Solomonoff induction is useful because without it there's no model of induction with infinite computational resources. "Logical induction" is not useful in the same way because without it we already have such a model: simply prove/disprove the propositions.
And what if the propositions we want to reason about are self-referencing or say something about the system itself in a Godelian way? You need probabilistic reasoning for that to actually work.
Also, "simply prove/disprove the propositions" requires infinite computational resources (we don't know how long the proofs will be or if there are any). Logical induction does not.
I think the purpose of this is to predict proofs ahead of time. Which could be useful in the management of people. As they say in the intro, given a group of specialists, this algorithm can guess, on a daily basis, which of the things they are working on are more likely to be true, and which are more likely to be false. Before the proof is finished.
(Primality is also a logical (analytic) truth and we are satisfied with probabilistic proofs - of course only because the risk is known and controllable.)
That's not quite correct, most prime proving algorithms are non-deterministic in their computation, but they don't necessarily produce false positives (like miller-rabin does), algorithms that only produce false negatives also exist (e.g. ECPP)

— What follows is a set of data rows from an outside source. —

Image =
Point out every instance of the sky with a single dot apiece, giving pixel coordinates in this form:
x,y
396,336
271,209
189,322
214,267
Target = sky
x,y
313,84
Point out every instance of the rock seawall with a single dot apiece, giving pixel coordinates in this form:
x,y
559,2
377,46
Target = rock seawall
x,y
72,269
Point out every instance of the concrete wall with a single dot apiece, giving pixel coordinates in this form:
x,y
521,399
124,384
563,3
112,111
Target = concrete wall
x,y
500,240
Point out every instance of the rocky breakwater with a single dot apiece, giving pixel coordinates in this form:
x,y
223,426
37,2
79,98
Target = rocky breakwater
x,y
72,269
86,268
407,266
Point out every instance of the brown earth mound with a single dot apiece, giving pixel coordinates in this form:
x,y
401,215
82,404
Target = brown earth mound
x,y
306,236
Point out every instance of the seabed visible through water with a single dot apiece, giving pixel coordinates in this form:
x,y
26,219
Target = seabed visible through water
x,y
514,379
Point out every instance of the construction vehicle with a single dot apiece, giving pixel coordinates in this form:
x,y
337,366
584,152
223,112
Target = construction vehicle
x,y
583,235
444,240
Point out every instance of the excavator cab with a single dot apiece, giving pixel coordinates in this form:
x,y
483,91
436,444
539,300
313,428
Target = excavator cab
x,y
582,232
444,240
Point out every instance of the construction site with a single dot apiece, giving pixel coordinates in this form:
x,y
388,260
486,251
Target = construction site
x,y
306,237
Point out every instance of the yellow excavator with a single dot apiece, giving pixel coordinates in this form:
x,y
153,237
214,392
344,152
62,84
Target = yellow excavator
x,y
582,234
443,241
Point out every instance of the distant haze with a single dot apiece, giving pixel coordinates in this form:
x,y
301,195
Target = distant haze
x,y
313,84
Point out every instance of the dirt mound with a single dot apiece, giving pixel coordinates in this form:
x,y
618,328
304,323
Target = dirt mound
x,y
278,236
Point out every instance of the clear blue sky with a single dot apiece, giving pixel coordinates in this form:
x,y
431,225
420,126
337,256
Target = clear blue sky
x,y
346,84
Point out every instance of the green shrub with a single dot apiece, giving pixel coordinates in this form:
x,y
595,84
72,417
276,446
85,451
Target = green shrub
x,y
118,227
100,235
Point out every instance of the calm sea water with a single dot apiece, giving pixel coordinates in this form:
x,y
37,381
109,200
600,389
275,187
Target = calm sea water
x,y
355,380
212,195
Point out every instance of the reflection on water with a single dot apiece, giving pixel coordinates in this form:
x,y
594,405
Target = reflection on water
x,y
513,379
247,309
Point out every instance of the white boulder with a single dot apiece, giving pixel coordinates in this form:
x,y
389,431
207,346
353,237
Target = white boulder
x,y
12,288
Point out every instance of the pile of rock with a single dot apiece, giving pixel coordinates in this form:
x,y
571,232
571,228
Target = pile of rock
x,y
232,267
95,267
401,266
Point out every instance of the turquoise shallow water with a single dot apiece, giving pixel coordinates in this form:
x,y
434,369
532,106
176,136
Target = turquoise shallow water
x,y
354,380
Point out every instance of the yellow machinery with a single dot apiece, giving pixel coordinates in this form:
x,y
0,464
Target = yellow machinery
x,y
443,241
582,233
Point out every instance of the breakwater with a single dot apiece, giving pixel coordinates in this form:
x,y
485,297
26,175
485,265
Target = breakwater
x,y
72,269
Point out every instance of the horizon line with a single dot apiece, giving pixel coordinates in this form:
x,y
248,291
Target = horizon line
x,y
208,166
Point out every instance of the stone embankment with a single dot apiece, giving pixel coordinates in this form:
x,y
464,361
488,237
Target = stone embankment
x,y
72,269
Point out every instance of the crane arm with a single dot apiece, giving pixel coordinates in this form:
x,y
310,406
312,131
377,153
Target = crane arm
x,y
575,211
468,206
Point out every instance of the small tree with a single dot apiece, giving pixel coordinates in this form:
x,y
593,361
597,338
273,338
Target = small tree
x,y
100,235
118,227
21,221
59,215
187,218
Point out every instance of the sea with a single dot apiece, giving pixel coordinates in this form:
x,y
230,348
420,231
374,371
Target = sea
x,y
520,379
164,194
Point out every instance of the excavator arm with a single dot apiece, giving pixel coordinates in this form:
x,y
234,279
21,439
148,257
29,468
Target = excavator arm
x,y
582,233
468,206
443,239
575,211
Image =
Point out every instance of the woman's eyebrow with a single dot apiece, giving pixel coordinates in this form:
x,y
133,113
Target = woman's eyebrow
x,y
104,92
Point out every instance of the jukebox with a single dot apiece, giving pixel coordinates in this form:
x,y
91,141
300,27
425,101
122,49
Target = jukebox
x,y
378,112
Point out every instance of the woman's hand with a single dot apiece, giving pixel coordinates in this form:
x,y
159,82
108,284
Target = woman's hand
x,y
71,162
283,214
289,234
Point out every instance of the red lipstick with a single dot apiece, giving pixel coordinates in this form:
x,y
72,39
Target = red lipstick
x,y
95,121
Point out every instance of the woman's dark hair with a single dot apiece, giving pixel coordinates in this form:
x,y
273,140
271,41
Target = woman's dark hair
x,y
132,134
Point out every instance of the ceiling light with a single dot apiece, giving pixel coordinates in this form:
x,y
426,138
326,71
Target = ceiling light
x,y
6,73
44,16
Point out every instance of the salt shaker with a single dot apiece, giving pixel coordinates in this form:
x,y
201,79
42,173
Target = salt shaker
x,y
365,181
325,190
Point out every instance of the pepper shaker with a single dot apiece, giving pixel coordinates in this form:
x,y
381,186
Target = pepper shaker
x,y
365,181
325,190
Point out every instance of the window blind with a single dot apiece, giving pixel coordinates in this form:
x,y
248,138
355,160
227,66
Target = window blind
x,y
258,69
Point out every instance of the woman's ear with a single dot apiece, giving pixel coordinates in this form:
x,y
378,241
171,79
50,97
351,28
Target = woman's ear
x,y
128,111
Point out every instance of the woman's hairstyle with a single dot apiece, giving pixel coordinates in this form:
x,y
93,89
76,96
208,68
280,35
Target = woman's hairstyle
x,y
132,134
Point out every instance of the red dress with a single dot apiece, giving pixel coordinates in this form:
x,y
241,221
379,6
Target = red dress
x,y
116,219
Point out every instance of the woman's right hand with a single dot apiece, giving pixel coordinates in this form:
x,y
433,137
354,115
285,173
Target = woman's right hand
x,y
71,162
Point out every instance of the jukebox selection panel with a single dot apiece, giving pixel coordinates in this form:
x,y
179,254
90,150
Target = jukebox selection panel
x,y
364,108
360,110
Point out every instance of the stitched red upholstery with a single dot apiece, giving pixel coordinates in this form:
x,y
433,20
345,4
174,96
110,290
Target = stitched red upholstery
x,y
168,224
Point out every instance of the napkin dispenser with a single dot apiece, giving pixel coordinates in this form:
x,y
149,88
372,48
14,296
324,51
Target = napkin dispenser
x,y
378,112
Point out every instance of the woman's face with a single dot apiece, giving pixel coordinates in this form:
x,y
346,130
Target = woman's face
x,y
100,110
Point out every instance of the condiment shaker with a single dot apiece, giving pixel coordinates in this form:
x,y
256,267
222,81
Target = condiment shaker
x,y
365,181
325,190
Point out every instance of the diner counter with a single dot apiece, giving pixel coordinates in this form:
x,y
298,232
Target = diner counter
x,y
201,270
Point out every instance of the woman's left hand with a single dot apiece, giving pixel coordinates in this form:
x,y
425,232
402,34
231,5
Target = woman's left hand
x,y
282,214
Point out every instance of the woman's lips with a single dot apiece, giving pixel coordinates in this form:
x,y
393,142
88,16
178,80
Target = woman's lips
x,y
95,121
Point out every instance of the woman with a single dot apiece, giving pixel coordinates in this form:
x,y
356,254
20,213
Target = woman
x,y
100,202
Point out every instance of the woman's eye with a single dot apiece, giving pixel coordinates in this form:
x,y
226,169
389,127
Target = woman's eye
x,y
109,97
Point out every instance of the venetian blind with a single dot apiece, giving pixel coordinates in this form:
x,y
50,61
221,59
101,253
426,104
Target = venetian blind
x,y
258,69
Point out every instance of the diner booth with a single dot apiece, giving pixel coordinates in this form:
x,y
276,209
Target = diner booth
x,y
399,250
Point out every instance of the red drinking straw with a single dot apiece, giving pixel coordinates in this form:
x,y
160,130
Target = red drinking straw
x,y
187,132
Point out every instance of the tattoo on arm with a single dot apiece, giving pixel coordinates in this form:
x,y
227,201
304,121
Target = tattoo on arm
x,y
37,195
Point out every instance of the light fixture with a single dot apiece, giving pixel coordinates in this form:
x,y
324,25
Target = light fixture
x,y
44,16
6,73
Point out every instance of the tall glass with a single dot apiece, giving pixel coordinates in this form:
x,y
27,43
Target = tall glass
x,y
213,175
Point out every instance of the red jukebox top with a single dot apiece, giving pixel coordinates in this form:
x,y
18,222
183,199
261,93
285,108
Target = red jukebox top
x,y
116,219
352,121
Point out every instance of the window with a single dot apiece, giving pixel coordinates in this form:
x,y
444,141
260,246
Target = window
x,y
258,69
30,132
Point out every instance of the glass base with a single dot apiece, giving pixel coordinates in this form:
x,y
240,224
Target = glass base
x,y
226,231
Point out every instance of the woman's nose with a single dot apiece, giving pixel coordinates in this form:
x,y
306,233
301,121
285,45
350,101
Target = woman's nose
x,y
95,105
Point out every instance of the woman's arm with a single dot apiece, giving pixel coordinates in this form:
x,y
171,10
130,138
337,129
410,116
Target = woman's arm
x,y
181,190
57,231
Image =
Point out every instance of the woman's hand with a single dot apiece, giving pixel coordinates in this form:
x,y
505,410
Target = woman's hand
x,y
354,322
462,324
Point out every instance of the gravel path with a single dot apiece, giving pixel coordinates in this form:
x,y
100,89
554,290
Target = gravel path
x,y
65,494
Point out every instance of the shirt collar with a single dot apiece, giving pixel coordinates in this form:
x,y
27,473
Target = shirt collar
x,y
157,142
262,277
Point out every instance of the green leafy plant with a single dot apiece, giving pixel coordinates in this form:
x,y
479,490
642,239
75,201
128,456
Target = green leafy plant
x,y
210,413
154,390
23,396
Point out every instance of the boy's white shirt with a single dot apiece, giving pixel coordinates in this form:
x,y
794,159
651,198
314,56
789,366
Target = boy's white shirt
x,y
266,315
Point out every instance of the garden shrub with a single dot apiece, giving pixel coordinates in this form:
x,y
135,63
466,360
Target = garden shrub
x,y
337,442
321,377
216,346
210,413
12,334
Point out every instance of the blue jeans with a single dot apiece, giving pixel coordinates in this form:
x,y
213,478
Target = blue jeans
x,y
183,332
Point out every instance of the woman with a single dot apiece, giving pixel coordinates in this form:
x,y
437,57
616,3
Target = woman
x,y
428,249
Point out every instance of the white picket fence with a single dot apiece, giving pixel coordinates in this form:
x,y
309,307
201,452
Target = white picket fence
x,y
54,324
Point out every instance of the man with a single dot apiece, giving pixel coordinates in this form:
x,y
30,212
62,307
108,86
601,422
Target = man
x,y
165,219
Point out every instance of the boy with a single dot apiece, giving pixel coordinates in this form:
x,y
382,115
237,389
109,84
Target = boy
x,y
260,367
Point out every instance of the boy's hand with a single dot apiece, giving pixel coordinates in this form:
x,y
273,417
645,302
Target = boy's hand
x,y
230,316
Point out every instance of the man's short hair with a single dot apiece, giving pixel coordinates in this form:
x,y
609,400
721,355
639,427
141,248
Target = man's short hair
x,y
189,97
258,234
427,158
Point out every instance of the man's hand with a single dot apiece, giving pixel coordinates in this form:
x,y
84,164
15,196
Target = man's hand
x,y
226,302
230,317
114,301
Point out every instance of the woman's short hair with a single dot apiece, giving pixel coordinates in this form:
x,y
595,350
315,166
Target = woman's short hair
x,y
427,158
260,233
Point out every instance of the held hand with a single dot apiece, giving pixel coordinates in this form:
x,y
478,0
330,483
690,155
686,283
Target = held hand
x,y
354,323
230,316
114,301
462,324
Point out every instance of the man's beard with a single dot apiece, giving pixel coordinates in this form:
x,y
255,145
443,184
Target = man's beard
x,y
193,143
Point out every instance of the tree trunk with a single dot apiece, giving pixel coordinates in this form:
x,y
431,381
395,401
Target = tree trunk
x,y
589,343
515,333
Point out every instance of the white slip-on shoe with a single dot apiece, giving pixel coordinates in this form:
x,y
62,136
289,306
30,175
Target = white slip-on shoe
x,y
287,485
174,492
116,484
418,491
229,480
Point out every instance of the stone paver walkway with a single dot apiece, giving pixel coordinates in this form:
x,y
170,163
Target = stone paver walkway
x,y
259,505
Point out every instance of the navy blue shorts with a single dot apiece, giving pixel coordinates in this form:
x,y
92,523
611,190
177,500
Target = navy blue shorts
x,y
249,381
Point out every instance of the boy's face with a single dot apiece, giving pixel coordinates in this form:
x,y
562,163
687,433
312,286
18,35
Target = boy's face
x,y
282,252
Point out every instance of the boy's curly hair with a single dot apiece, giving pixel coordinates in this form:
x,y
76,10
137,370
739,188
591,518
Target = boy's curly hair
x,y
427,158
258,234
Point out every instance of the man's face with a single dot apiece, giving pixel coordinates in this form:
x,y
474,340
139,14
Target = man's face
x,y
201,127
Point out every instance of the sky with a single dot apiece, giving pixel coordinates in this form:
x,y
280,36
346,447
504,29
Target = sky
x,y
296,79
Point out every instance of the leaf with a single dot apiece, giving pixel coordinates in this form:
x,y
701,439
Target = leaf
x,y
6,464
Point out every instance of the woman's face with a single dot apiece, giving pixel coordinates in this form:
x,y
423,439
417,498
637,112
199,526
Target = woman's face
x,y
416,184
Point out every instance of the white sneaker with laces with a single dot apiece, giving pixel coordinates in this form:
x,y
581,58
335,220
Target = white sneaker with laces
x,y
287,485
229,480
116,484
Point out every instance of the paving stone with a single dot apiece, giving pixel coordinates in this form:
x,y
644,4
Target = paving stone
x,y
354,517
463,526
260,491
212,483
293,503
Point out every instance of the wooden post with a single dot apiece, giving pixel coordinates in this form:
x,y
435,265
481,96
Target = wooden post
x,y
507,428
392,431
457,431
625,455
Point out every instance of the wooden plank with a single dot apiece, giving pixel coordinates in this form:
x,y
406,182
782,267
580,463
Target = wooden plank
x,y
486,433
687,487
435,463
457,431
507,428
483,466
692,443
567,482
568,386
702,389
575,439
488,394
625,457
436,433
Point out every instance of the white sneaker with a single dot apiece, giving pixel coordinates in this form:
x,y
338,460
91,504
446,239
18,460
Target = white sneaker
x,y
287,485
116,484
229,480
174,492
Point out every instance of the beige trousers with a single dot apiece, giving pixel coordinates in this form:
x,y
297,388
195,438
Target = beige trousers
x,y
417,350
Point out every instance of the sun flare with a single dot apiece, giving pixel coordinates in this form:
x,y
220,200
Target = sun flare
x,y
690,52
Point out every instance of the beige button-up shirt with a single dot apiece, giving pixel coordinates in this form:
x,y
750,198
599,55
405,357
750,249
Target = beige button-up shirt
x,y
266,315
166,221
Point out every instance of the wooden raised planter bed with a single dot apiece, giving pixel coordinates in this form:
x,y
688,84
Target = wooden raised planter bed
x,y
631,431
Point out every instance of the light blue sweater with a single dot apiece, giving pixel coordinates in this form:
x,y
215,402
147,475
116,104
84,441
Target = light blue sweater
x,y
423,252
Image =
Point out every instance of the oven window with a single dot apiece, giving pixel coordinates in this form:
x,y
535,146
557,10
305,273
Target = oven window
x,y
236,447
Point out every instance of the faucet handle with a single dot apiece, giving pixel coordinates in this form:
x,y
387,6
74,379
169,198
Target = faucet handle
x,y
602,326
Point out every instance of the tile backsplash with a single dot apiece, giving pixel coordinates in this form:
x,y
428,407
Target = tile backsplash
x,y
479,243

Could you elaborate on ECPP false negatives? A properly working ECPP should never give false negatives, e.g. return "prime" for a composite. Since ECPP can give a certificate unlike AKS or APR-CL, the caller could do a relatively quick check of the math.
Some proof methods:
- BPSW. Deterministic, completely correct for all 64-bit values. Purely a compositeness test above, though no counterexamples known. This matches the false-positive idea -- above 64-bit it returns one of "definitely composite" or "probably prime."
- BLS 1975 methods. Relies on partial factoring N-1 and/or N+1 so unless the input is a special form, only practical to ~100 digits. No false results if the partial factoring can be done, and even gives a certificate of primality.
- APR-CL. Deterministic. No false results. Fast and practical up to ~5000 digits (one can debate where the impractical size line is). No certificate.
- AKS. Deterministic. No certificate. No false results. Very slow, so not generally used.
- ECPP. Non-deterministic (randomness is used internally), but no false results. Generates a certificate. Primo is practical up to ~30k digits (depends on your hardware and patience, but 10k digits on modern computers is quite practical). Open source implementations aren't as efficient, but still 1k+ digits is very reasonable. It is possible an implementation might be unable to proceed for various reasons and could return "gave up - no primality decision made" in addition to the choices "definitely composite" or "definitely prime (certificate included)". That's really a limitation of the implementation or the caller's patience.
The deeper motivation for this article is to allow future Artificial General Intelligences to prove facts about themselves; specifically, the fact that the AGI, or a next-gen that it developers, has the same (safe) utility function that the designers originally specified.
A formal system cannot achieve this by simulating itself.
A formal system cannot in general prove that it is reliable, i.e. that if it proves statement P then P is true. http://intelligence.org/files/lob-notes-IAFF.pdf
But with this article, the hope is that a formal system can show that the statement about itself is probably true.